このままだったら,たぶん蛹化までには至らないだろうと思い,飼育箱で飼ってみることにしました。これは余計なお節介なのですが……。

今頃生きているということでふと思ったことがあります。たとえば,一頭の成虫が200個の卵を産むとします。このうち少なくとも何個分が無事に成虫にまで生育するかという話です。正解は2個なのですが,個体数を現状維持しようと思えば,それで足るのです。すべての生きものが個体数で現状維持すると考えれば,たった2個でも,それで十分な2個です。

それでは今の時期の幼虫は,このうちの2個に入るのかどうか。気になるところです。わたしは,たぶん入らないだろうと思います。今の時期自然界では厳しいなあ,と思うのです。

こんなことを考えていると,3億個の卵を産むマンボウの例が浮かびます。マンボウの卵はいったい何個が親になれるか,です。それも正解は2個! “3億分の2”は,「たったそれだけ!」なのではなく,「2個を残すための3億個」と考えれば納得できるでしょう。

マンボウの場合二匹が無事に成長するには,3億個もの数を必要としているのです。それだけ海洋の環境が厳しいことを物語っています。それに比べれば,アゲハで2個のための200個だなんて,地上はじつにやさしい環境だともいえます。卵の生存率を比べると,マンボウは0.000000666……%,アゲハは1%!

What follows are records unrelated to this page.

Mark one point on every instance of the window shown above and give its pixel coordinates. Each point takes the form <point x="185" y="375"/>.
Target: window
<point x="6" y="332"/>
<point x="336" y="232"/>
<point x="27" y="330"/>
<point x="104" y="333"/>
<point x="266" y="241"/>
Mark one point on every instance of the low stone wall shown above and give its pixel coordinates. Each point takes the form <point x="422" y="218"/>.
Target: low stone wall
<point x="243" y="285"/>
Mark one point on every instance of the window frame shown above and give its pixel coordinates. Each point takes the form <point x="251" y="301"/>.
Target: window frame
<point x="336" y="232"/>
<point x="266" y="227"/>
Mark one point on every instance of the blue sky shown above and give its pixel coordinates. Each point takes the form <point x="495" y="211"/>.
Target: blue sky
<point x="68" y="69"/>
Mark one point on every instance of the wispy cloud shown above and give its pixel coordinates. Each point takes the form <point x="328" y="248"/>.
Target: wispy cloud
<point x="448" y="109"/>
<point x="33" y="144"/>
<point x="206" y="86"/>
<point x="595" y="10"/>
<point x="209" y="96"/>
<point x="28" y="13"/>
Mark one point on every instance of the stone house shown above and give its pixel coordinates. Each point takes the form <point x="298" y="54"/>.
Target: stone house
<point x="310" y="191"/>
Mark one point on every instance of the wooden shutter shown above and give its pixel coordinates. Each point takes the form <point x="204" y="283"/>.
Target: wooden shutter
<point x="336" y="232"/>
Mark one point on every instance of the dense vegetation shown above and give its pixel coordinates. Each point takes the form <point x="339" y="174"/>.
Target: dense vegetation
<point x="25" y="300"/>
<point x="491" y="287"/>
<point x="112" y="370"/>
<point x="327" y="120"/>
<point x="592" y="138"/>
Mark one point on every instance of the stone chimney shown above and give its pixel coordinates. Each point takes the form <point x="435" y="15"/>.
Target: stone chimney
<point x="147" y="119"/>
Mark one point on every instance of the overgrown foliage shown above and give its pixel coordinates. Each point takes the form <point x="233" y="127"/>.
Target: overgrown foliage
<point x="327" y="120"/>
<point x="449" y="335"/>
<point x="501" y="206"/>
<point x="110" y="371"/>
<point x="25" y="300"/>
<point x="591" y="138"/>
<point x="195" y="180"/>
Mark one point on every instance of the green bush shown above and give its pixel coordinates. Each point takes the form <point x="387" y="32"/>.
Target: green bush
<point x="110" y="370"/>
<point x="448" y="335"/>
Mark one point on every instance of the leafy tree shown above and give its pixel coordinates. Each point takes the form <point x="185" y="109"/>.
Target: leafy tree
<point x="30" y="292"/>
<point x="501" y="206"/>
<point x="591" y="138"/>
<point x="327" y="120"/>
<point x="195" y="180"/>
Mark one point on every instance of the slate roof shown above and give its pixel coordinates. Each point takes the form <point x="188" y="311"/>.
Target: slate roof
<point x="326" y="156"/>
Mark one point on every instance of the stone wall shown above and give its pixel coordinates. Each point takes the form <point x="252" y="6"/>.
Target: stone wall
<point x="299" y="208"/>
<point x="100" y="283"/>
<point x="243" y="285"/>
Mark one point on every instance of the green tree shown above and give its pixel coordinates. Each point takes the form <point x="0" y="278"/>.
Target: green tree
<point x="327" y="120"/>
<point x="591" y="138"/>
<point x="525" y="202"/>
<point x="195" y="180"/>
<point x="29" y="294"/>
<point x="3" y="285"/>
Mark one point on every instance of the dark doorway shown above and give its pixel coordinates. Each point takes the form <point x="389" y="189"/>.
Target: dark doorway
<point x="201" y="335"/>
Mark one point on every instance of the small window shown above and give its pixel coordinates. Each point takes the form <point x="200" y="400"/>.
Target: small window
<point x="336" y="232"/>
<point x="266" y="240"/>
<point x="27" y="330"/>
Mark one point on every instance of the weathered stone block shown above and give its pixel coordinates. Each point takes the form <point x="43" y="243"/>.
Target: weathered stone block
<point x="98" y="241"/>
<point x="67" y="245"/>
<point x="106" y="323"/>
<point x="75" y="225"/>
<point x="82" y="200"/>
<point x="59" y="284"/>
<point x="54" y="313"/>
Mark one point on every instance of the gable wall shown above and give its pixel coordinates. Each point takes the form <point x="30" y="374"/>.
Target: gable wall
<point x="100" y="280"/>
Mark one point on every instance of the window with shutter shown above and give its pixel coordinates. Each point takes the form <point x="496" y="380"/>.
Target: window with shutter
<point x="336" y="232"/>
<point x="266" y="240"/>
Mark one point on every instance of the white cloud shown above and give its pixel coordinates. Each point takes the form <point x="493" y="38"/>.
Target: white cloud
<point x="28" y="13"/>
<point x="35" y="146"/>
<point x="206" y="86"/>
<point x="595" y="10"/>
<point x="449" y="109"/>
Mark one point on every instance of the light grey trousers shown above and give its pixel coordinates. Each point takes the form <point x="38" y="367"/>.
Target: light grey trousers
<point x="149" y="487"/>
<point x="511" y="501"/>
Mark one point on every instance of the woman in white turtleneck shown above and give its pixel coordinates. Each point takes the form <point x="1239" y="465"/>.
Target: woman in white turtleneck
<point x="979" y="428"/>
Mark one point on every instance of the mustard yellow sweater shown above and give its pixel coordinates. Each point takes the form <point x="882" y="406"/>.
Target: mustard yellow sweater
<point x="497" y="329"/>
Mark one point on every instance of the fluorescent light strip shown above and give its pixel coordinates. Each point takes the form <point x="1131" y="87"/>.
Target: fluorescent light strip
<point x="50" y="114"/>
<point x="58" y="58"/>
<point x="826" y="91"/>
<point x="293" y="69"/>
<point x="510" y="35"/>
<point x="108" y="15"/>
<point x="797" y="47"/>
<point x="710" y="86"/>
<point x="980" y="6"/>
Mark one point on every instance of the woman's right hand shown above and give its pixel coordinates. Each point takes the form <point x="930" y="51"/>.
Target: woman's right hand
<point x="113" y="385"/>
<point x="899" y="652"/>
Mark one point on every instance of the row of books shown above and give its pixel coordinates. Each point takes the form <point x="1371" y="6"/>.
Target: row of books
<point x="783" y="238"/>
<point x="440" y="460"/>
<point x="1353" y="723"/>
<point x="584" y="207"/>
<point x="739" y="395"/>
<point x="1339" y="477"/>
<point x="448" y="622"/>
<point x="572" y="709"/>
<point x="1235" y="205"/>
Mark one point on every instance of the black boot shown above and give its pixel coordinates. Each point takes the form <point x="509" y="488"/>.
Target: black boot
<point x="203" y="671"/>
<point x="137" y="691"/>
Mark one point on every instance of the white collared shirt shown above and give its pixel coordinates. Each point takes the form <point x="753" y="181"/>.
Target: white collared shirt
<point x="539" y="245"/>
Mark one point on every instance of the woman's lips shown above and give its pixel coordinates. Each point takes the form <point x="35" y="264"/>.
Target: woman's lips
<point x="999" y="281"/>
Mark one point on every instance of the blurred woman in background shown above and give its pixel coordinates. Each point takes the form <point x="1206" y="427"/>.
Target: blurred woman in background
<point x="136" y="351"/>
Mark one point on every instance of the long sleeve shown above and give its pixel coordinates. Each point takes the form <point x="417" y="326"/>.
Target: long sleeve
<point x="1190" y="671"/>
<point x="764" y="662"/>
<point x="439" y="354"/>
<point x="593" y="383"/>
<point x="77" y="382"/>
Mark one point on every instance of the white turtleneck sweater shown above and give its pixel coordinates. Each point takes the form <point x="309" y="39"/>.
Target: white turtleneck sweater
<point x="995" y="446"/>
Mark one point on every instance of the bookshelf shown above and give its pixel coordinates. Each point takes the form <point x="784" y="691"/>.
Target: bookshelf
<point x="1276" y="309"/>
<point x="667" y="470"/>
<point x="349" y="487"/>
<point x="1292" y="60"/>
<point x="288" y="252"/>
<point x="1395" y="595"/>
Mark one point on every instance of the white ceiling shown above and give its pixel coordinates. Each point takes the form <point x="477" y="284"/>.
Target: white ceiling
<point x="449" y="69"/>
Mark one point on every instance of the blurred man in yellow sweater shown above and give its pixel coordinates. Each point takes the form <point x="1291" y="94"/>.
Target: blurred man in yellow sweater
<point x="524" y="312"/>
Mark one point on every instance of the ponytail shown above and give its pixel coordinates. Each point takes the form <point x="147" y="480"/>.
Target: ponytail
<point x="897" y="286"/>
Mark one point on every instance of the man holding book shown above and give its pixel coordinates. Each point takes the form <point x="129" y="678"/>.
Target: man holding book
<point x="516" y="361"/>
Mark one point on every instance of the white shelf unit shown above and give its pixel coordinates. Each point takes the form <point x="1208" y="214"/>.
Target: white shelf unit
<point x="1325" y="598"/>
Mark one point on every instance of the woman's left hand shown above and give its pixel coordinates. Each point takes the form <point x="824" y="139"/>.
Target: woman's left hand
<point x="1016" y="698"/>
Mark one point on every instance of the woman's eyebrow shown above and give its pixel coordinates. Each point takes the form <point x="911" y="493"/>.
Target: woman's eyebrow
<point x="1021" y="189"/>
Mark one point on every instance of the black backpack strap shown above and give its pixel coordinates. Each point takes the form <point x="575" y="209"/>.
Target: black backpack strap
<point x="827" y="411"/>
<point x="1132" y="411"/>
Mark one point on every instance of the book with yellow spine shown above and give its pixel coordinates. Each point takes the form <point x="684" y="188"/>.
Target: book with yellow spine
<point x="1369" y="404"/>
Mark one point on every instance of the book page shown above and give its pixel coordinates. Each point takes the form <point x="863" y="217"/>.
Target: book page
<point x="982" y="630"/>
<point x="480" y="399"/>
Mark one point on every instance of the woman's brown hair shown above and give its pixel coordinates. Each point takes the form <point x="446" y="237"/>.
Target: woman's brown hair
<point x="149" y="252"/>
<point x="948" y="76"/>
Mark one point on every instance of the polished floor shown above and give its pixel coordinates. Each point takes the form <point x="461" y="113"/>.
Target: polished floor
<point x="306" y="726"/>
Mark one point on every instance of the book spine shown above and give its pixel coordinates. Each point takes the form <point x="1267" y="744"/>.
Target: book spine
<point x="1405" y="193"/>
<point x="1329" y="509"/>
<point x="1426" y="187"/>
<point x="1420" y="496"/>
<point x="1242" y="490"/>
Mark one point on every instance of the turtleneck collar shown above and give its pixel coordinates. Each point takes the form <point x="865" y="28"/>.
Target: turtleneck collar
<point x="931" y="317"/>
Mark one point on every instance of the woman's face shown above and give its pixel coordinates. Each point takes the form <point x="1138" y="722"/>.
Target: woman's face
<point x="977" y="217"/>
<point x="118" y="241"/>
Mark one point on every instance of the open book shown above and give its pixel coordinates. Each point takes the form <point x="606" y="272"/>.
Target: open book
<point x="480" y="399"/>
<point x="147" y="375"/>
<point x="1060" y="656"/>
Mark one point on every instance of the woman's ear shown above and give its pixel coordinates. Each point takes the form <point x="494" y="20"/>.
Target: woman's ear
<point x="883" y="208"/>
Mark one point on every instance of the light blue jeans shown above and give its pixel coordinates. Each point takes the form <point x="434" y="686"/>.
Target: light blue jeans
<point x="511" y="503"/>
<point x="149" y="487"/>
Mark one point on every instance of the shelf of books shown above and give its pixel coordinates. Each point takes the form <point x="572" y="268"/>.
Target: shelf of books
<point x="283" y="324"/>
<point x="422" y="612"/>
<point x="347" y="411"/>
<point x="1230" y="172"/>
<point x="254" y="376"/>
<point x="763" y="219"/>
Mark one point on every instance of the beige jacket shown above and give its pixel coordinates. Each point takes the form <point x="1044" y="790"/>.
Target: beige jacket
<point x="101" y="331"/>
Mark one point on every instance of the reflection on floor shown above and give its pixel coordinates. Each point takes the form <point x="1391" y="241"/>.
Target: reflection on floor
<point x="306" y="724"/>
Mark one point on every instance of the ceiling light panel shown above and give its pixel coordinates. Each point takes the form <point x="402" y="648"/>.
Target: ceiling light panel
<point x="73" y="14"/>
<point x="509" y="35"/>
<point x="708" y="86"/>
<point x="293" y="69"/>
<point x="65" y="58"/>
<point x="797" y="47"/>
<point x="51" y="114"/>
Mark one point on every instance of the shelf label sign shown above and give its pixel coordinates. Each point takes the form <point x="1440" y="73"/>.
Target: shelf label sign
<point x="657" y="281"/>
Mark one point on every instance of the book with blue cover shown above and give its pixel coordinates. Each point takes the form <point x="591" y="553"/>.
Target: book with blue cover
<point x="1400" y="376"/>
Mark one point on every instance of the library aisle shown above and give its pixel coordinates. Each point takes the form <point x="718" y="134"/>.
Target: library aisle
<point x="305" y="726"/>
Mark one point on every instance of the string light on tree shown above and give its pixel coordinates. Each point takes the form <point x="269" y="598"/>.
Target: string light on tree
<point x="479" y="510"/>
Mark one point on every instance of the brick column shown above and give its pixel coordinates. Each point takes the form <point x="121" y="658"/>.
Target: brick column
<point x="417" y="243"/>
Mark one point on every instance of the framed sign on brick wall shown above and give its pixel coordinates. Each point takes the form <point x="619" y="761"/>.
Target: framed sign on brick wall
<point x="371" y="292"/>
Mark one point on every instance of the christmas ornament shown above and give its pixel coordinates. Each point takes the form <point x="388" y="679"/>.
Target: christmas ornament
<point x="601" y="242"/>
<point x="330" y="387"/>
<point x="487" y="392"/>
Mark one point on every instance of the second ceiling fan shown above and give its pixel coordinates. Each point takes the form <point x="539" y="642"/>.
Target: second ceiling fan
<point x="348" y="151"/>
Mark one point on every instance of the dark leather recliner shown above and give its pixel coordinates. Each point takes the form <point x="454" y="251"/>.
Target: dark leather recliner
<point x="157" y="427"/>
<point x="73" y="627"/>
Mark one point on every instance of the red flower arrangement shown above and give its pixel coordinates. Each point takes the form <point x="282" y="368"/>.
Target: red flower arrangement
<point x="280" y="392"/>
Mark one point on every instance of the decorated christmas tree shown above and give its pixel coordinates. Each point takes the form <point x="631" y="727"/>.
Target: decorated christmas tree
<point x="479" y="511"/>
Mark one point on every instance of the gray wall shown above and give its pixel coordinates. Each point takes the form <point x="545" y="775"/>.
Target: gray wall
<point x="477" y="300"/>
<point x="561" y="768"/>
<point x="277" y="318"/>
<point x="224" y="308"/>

それぞれの生きものは子孫を残すことに全霊をかけているわけですし,個体数で現状が維持できている結果がまさに産卵数となって現れているのです。さらにいえば,産卵数が多い生きものはそれだけ弱い立場にあるのだし,少ない生きものは強者とみなすことができます。

というわけで,今の時期の幼虫が成虫になりうるのか,つまり2個のうちに入れるのかつきとめたいと思っています。しかし,室内の飼育では自然環境とかけ離れているので,参考資料を得られるのに過ぎませんが。